А я о тебе все время думаю. Когда разводят костер, вспоминаю, как мы были у дяди Егора и ели уху. Игорешка тогда меня здорово презирал. Как он там? Ты ему обязательно передай привет. Странно, когда были все вместе, как-то не ценили этого. С Катей Иванцовой я частенько ссорилась. А вчера встретила в троллейбусе — обе прослезились.
Ну ладно, ложусь спать. Хочется хоть один раз в месяц поспать по-человечески. Спокойной ночи, милый!
Крепко-крепко целую.
Твой Антон.
P. S. Так не забудь: в половине одиннадцатого!»
15
Игорь протянул мне листок бумаги:
— Посмотри.
«Объявление
Девушка Наташа, бросившая двух непочтительных мальчиков на попечение королей! Настоятельно просим сообщить, как поживают рыбки, по адресу: Балтийск, в/ч… Пахомову И. В.
Дормидонт»
— Как, сойдет?
— И где ты думаешь это поместить? Советую в «Правде» или в «Известиях».
— Зачем предавать широкой гласности? Повесим у входа в институт. Висят же там всякие объявления, в «Кто утерял зонтик, спросите в гардеробе», «Студента, забывшего получить стипендию, просим обратиться в бухгалтерию». Ну и в том же духе. Я должен ее найти.
— Карась-идеалист.
— А ты — премудрый пескарь. Что пишет Антон?
— Так, пейзажики. Она в экспедиции.
— Я всегда говорил, что Антон может стать даже королевой Люксембурга, если захочет. Во всяком случае, твое щедрое сердце она положила себе в карманчик довольно ловко.
— Присматривай за своим истерзанным сердцем.

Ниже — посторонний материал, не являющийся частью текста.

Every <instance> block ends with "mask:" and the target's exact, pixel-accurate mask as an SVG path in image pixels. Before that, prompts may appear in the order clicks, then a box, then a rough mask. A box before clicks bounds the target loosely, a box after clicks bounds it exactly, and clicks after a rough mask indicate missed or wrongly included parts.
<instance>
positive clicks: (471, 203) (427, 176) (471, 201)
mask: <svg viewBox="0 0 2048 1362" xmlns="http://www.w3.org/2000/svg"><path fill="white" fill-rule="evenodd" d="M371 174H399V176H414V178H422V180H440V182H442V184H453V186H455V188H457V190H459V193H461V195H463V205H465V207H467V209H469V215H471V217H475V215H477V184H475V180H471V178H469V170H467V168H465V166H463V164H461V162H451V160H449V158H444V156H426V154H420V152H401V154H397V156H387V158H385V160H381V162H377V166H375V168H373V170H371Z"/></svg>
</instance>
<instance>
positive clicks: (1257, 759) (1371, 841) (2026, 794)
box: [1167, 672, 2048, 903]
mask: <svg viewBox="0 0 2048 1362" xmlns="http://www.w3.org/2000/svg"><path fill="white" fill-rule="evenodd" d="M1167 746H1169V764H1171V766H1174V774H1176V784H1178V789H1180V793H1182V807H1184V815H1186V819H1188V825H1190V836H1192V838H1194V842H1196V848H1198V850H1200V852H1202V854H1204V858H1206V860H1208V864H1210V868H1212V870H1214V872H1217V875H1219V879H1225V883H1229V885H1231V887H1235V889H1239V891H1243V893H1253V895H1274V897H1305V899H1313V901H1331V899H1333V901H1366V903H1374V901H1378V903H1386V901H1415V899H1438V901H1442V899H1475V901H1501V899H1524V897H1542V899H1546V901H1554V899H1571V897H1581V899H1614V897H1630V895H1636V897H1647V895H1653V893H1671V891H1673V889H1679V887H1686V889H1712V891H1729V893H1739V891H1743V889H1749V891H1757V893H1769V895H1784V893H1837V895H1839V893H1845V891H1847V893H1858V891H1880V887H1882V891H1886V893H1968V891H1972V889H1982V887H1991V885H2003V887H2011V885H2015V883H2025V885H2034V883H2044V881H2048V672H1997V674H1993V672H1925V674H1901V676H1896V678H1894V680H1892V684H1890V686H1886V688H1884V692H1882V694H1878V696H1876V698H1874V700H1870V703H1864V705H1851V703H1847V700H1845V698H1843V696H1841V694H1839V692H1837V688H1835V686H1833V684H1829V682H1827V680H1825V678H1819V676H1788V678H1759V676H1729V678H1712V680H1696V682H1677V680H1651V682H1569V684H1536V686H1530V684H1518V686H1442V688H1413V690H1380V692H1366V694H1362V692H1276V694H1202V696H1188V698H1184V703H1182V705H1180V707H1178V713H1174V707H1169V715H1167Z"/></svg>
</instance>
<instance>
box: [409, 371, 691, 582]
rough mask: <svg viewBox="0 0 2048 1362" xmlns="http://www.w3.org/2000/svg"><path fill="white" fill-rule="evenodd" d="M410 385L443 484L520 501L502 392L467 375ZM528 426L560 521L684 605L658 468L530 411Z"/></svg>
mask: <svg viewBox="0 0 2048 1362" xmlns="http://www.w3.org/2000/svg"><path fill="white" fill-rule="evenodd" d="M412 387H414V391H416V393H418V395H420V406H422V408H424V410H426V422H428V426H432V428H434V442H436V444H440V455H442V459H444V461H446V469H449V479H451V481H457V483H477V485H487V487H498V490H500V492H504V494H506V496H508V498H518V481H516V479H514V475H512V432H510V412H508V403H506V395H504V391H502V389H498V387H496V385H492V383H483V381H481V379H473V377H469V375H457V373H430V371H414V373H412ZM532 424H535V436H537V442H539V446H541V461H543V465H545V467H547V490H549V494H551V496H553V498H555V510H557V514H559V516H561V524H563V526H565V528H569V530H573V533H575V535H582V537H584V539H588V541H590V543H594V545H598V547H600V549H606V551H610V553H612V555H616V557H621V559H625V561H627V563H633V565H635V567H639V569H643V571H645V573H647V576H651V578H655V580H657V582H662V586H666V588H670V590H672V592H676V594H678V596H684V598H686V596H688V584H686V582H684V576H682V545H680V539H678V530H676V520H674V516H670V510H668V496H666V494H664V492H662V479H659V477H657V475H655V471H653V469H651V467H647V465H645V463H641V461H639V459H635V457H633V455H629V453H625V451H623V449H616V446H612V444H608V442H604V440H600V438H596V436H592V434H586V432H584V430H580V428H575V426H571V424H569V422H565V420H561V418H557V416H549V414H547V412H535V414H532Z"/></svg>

— Ох, если бы!.. Пойду искать оказию.
Я думал, что Игорь меня «разыгрывает», но дней через десять он протянул мне свернутый пополам тетрадный листок:
— Вот.
Я развернул листок и прочитал: «Бросьте эти штучки».
— Ну и что?
— Адресок-то на конверте есть! Вот: «Улица Тельмана, дом тридцать девять, Пановой Н. И.».
Рожа Игоря сияла, как надраенный чистолью нактоуз магнитного компаса.
— За упокой души раба божия Игоря свет Васильевича…
— Аминь! — сказал замполит батальона капитан-лейтенант Протасов, входя в кубрик. — Кого хороните?
— Пахомова. Пронзен стрелой Амура в левое предсердие.
— Выходит, Соколов, опять в вашем отделении ЧП?
— Так точно! Слаба воспитательная работа.
— Подтяните.
— Есть подтянуть! На более высокий уровень.
— Ну вот что, остряки-самоучки. Есть дело. В воскресенье к нам приезжают шефы с рыбоконсервного комбината. Надо встретить как полагается. Речи — не морщитесь, Пахомов! — короткие, — на моей совести. А вот концерт… Тут уж выручайте. Бойко хорошо на баяне играет, Маслов поет. Иванов спляшет. Я стихи почитаю. А вот с хором катастрофа. Не спелись еще. Если бы вы, Пахомов, взялись за это, мы бы за пять дней успели кое-что разучить.